I’d like to humbly suggest that we all make concerted effort to drive the use of “e-patient” in communications around health and healthcare. Having a word for something is of course critical to gaining an understanding for the thing. Maybe at the next Health 2.0 conference we will hear the term e-patient used dozens of time up on stage? Maybe between now and then the term will get blogged and tweeted a few thousand more times? And maybe, just maybe, we’ll have a news segment called “The e-Patient.”

So now it’s your turn…Is e-patient the right term? Is it a losing battle to try to get more people to adopt it?


  • admin

    Pete, absolutely agree with the ultimate goal. Hopefully one day "patient" will already mean one who is in charge, engaged, empowered, etc.

    Dave and Susannah, as the two people most responsible for today's use of "e-patient" I really appreciate your comments and support on this. And the "educated about evidence" is a new one to me. Natural outcome from the H20 meets Ix I think.

    Trisha, can't wait to see your new book. "EmPatient" also sounds like impatient to me. Which is maybe a good thing since Don Kemper and others called for "no more patient patients!" Cheers.

  • Kevin - you make a good point about the confusion. Confusion about "e-patient" that has existed, I suspect, ever since Tom Ferguson began using it.

    My first book will be published in the next few months. In it, I have used the term "emPatients" -- of course, an abbreviation of sorts for Empowered Patient. To me, empowered is a word that encompasses the others: equipped, enabled, engaged, expressive and all the others.

    A word is only as good as its perception. If "e-patient" continues to be misconstrued, no matter the good intentions of the person who first used it, then it just won't have the legs it needs to make its dent in the world.

    And we e, em, empowered patients are truly poised to make our dent on the world.

  • I'm a proponent of the term "e-patient" and a contributor to the blog, so you can already tell that we are singing from the same songbook.

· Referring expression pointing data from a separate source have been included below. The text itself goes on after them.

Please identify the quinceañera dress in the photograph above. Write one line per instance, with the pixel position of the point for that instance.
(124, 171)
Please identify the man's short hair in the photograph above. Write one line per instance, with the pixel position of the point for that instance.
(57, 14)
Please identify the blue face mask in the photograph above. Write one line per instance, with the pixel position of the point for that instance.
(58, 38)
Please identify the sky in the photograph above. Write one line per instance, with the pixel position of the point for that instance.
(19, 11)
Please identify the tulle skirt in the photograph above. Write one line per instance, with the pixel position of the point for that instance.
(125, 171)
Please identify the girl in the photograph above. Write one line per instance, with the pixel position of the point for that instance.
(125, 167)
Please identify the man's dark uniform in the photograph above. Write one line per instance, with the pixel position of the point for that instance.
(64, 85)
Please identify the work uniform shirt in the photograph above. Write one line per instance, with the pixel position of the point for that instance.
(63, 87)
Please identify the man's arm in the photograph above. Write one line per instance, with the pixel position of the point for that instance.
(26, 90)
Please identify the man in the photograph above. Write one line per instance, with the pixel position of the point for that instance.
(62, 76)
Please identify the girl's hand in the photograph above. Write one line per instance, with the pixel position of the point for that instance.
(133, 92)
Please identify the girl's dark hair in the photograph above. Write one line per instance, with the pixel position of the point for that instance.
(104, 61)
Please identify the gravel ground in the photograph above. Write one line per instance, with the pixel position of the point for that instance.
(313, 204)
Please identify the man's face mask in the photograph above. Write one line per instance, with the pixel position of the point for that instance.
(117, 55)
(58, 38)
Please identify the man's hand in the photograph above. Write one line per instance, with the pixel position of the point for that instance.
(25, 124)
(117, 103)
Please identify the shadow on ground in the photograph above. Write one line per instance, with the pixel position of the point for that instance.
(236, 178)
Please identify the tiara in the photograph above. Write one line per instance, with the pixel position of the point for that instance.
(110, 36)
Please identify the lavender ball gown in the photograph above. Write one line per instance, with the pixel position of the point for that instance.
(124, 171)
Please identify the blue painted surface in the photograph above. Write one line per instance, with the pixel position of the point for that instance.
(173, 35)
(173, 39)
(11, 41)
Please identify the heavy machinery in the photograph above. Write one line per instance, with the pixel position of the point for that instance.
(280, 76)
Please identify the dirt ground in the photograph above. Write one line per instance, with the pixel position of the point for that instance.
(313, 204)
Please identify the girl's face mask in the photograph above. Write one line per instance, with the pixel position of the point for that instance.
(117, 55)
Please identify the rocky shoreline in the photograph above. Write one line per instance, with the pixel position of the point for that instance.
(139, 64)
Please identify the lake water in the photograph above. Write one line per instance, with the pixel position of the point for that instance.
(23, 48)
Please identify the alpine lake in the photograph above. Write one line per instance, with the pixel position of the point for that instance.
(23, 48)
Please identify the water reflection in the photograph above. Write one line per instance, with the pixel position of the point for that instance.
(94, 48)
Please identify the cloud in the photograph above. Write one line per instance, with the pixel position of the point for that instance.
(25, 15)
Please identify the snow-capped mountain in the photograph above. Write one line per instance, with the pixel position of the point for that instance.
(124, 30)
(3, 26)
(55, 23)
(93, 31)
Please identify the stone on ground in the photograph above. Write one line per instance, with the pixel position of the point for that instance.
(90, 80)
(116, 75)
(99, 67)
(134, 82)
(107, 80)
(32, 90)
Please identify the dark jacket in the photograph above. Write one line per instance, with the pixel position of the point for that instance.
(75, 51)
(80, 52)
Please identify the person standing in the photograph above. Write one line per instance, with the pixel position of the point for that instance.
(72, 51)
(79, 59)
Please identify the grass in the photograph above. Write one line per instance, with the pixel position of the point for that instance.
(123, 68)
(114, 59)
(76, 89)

    My first attempt at naming was in November 2000, on the occasion of the Pew Internet Project's first report on the internet's impact on health care -- I came up with "health seeker" to describe the 25% of US adults who looked online for health information.

    Then I met Tom Ferguson (see and became convinced that "e-patients" was a better term because it was both more specific and more open to interpretation (all those "e" words).

    Over the years I've seen other names come and hopefully go. I personally do not like "cyberchondriac" which was coined by Harris Interactive and recently revived in a different context by two Microsoft researchers. I do not mind "consumer" or "citizen" and wonder if "e-patient" can encompass caregivers, the worried well, and otherwise accurately describe the now 61% of US adults who gather and share health info online.

    I think it's a term that works for right now, this moment, and if DocTom taught me anything, it's to be "in the moment."

  • Love it. You rock.

    Given the awakening we've experienced about statistics (see the Understanding Statistics category on, some of us are also saying e-patients are Educated about Evidence. Lotsa muck in the world of "peer reviewed evidence," and if patients don't realize it, they can get tripped up!

    Imagine, well-meaning patients getting tricked by trusting that anything in a medical journal is more reliable than anything that's not. Well, that's what we've learned.

    Maybe the participatory them song will be "Because I'm e's-y."

  • Pete

    Why is e-patient more popular than empowered patient? Because e-patient, to the general public, indicates a patient who is online. "Empowered patient"? Empowered to do what? Equipped to do what? Most of the "e" words you offer are fairly meaningless without a specific context. One that you list is "expert" -- I'd guess that an expert patient would be a physician with a disease: an actual expert in a relevant area.

    At the end of the day, the goal of health 2.0 is to drive home the message that every one of us is responsible for our own health and to provide us the tools necessary to engage us in it. Therefore, whatever term you come up with should be a transitional term: in the future, it will be assumed that every patient is engaged.